I'm wondering is the opposite true? In Humphreys, we work mainly with Lie algebras over an algebraically closed field of characteristic zero, so let's assume that.
This is what I've tried:
Let's assume that Killing form is zero. That gives us solvability of $L$, so we know (as a corollary of Lie's theorem) that there is a basis of $L$ in which all matrices in $ad \ L$ are upper triangular. Then, $\kappa(x,y) = tr(ad(x) \ ad(y))$ is a scalar product of diagonals of $ad(x)$ and $ad(y)$ in that basis. If I could show that this somehow implies that for every $x \in L$ diagonal of $ad(x)$ is all zeros, it would follow all eigenvalues of $ad(x)$ are zero and this would imply that $ad(x)$ is nilpotent. Then, Engel's theorem would give us nilpotency.

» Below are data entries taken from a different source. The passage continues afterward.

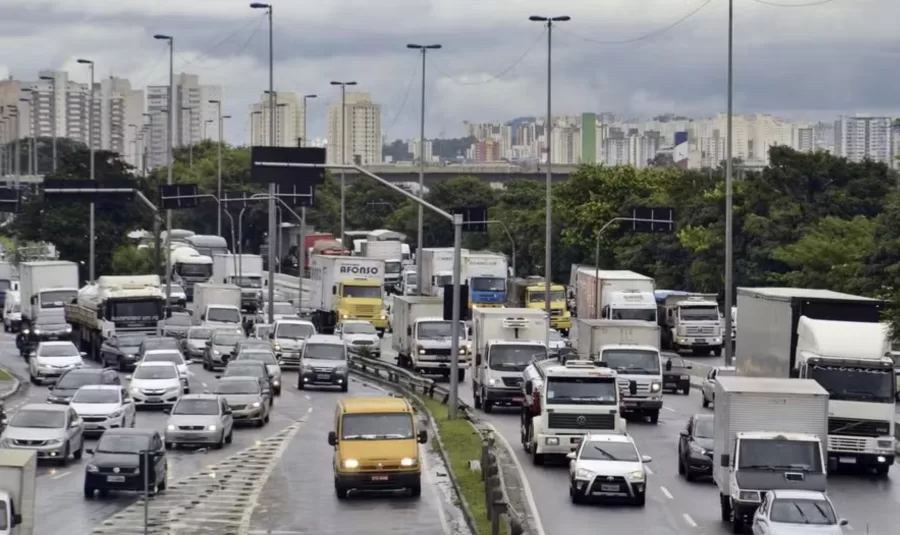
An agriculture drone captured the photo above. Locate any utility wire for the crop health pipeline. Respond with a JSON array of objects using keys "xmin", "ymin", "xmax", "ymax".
[{"xmin": 434, "ymin": 28, "xmax": 548, "ymax": 85}]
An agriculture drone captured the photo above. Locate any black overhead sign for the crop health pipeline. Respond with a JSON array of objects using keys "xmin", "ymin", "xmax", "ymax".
[{"xmin": 250, "ymin": 147, "xmax": 325, "ymax": 187}]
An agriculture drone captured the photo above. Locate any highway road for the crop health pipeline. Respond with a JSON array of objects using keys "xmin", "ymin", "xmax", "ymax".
[{"xmin": 0, "ymin": 334, "xmax": 468, "ymax": 535}]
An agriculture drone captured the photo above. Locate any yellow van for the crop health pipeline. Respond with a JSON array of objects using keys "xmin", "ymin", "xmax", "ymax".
[{"xmin": 328, "ymin": 397, "xmax": 428, "ymax": 499}]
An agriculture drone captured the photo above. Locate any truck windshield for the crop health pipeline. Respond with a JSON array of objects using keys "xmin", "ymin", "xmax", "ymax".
[
  {"xmin": 600, "ymin": 349, "xmax": 660, "ymax": 375},
  {"xmin": 678, "ymin": 306, "xmax": 719, "ymax": 321},
  {"xmin": 547, "ymin": 377, "xmax": 618, "ymax": 405},
  {"xmin": 809, "ymin": 365, "xmax": 895, "ymax": 404},
  {"xmin": 472, "ymin": 277, "xmax": 506, "ymax": 292},
  {"xmin": 738, "ymin": 439, "xmax": 822, "ymax": 472},
  {"xmin": 343, "ymin": 286, "xmax": 381, "ymax": 299},
  {"xmin": 41, "ymin": 290, "xmax": 78, "ymax": 308},
  {"xmin": 488, "ymin": 345, "xmax": 547, "ymax": 372}
]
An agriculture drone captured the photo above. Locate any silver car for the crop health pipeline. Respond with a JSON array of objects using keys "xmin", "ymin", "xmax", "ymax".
[
  {"xmin": 213, "ymin": 375, "xmax": 269, "ymax": 427},
  {"xmin": 165, "ymin": 394, "xmax": 234, "ymax": 449},
  {"xmin": 0, "ymin": 403, "xmax": 84, "ymax": 466}
]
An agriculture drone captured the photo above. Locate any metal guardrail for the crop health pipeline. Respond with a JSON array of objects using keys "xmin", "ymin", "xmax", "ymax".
[{"xmin": 350, "ymin": 356, "xmax": 534, "ymax": 535}]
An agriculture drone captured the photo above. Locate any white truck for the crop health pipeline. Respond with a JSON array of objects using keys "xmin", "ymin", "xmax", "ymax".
[
  {"xmin": 416, "ymin": 247, "xmax": 469, "ymax": 297},
  {"xmin": 391, "ymin": 295, "xmax": 471, "ymax": 381},
  {"xmin": 472, "ymin": 307, "xmax": 550, "ymax": 412},
  {"xmin": 575, "ymin": 318, "xmax": 663, "ymax": 424},
  {"xmin": 194, "ymin": 282, "xmax": 243, "ymax": 328},
  {"xmin": 520, "ymin": 359, "xmax": 625, "ymax": 465},
  {"xmin": 0, "ymin": 449, "xmax": 37, "ymax": 535},
  {"xmin": 713, "ymin": 376, "xmax": 828, "ymax": 533},
  {"xmin": 575, "ymin": 266, "xmax": 656, "ymax": 323},
  {"xmin": 736, "ymin": 288, "xmax": 896, "ymax": 476},
  {"xmin": 460, "ymin": 253, "xmax": 509, "ymax": 308},
  {"xmin": 19, "ymin": 260, "xmax": 78, "ymax": 325},
  {"xmin": 212, "ymin": 254, "xmax": 263, "ymax": 313},
  {"xmin": 656, "ymin": 290, "xmax": 725, "ymax": 357}
]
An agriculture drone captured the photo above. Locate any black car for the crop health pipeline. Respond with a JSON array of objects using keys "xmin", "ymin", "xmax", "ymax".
[
  {"xmin": 663, "ymin": 357, "xmax": 693, "ymax": 396},
  {"xmin": 100, "ymin": 334, "xmax": 144, "ymax": 372},
  {"xmin": 84, "ymin": 428, "xmax": 168, "ymax": 498},
  {"xmin": 47, "ymin": 368, "xmax": 122, "ymax": 405},
  {"xmin": 678, "ymin": 414, "xmax": 713, "ymax": 481}
]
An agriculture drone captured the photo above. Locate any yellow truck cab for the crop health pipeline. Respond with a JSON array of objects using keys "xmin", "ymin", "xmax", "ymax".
[
  {"xmin": 328, "ymin": 396, "xmax": 428, "ymax": 499},
  {"xmin": 506, "ymin": 277, "xmax": 572, "ymax": 335}
]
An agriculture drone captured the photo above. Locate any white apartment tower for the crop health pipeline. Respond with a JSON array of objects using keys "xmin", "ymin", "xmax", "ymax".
[{"xmin": 327, "ymin": 92, "xmax": 383, "ymax": 165}]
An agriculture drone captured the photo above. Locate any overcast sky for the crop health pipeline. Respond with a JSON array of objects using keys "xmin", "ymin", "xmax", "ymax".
[{"xmin": 0, "ymin": 0, "xmax": 900, "ymax": 143}]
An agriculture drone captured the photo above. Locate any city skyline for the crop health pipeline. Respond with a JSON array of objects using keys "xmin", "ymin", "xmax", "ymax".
[{"xmin": 0, "ymin": 0, "xmax": 900, "ymax": 147}]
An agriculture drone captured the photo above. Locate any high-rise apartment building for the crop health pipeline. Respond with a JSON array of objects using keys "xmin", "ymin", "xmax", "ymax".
[{"xmin": 327, "ymin": 92, "xmax": 384, "ymax": 165}]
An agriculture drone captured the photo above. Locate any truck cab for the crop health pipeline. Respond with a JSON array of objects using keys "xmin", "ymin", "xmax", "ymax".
[{"xmin": 521, "ymin": 359, "xmax": 625, "ymax": 465}]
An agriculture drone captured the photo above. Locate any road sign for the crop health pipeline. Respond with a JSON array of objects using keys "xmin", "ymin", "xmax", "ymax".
[{"xmin": 159, "ymin": 184, "xmax": 200, "ymax": 210}]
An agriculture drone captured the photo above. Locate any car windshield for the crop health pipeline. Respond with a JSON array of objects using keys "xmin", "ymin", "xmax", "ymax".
[
  {"xmin": 72, "ymin": 388, "xmax": 119, "ymax": 403},
  {"xmin": 769, "ymin": 499, "xmax": 837, "ymax": 526},
  {"xmin": 579, "ymin": 440, "xmax": 641, "ymax": 463},
  {"xmin": 303, "ymin": 344, "xmax": 344, "ymax": 360},
  {"xmin": 213, "ymin": 379, "xmax": 259, "ymax": 394},
  {"xmin": 38, "ymin": 344, "xmax": 80, "ymax": 357},
  {"xmin": 9, "ymin": 409, "xmax": 66, "ymax": 429},
  {"xmin": 172, "ymin": 399, "xmax": 219, "ymax": 415},
  {"xmin": 132, "ymin": 366, "xmax": 178, "ymax": 379},
  {"xmin": 97, "ymin": 432, "xmax": 150, "ymax": 453},
  {"xmin": 341, "ymin": 413, "xmax": 413, "ymax": 440}
]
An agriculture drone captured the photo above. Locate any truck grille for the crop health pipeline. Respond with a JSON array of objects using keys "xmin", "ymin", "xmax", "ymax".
[
  {"xmin": 828, "ymin": 418, "xmax": 891, "ymax": 437},
  {"xmin": 547, "ymin": 412, "xmax": 616, "ymax": 430}
]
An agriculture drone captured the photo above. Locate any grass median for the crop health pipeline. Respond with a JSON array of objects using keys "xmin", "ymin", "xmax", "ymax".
[{"xmin": 423, "ymin": 398, "xmax": 500, "ymax": 535}]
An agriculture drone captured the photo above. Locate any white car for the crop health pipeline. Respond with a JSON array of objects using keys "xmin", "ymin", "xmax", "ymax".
[
  {"xmin": 28, "ymin": 342, "xmax": 85, "ymax": 385},
  {"xmin": 752, "ymin": 490, "xmax": 848, "ymax": 535},
  {"xmin": 69, "ymin": 385, "xmax": 137, "ymax": 435},
  {"xmin": 141, "ymin": 349, "xmax": 191, "ymax": 394},
  {"xmin": 567, "ymin": 435, "xmax": 652, "ymax": 507},
  {"xmin": 125, "ymin": 361, "xmax": 184, "ymax": 407},
  {"xmin": 334, "ymin": 320, "xmax": 381, "ymax": 358},
  {"xmin": 700, "ymin": 366, "xmax": 737, "ymax": 407}
]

But I don't know how to do that.
No, $L$ is not necessarily nilpotent: here's an example of a complex non-nilpotent Lie algebra with vanishing Killing form: take $L=\mathbb{C}e_1\oplus\mathbb{C}e_2\oplus\mathbb{C}e_3$ where $$[e_1,e_2]=e_2,\quad [e_1,e_3]=ie_3,\quad [e_2,e_3]=0.$$ (Jacobi's identity is easy to check). Since $e_2$ is an eigenvector of $\mathrm{ad}_{e_1}$ with eigenvalue $1\neq0$, $L$ is not nilpotent (Engel's Theorem). Now we have: $$[\mathrm{ad}_{e_1}]=\begin{pmatrix}0&0&0\\0&1&0\\0&0&i\end{pmatrix},\quad [\mathrm{ad}_{e_2}]=\begin{pmatrix}0&0&0\\-1&0&0\\0&0&0\end{pmatrix},\quad [\mathrm{ad}_{e_3}]=\begin{pmatrix}0&0&0\\0&0&0\\-i&0&0\end{pmatrix},$$ and it's easy to check by hand that $K$ is nil.